From Husemoller, page 8 (rephrased):
Theorem: Let $E, B \in \mathbf{Top}_*$, and $F \to E \to B$ be a Serre fibration. Then there is a natural group homomorphism $\partial: \pi_n(B) \to \pi_{n-1}(F)$ such that the sequence $\ldots \to \pi_n(E) \to \pi_n(B) \ \xrightarrow{\partial}\ \pi_{n-1}(F) \to \pi_{n-1}(E) \to \ldots$ is exact.

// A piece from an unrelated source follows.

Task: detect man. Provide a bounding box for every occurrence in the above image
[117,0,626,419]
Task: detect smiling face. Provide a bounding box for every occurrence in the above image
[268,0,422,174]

Exercise: apply this theorem to:
1. $\mathbb{Z} \to \mathbb{R} \to S^1$,
2. $\mathbb{Z_2} \to S^n \to \mathbb{R}P^n$,
3. $S^1 \to S^{2n+1} \to \mathbb{C}P^n$.
How to approach this? The definition via homotopy lifting is not very helpful. Husemoller mentions that it is sufficient to check each individual cell in a CW complex, but does it mean that I only have to check for $I^k,\ k = 1,\ldots,n$ [fixed bad typo]? Some hint would be nice, I'm not very familiar with CWs besides what Husemoller himself mentioned earlier (although I did make sure I understood all the proofs he gave).
PS: I asked for a lot of hints recently, it worries me. Were these questions hint-worthy?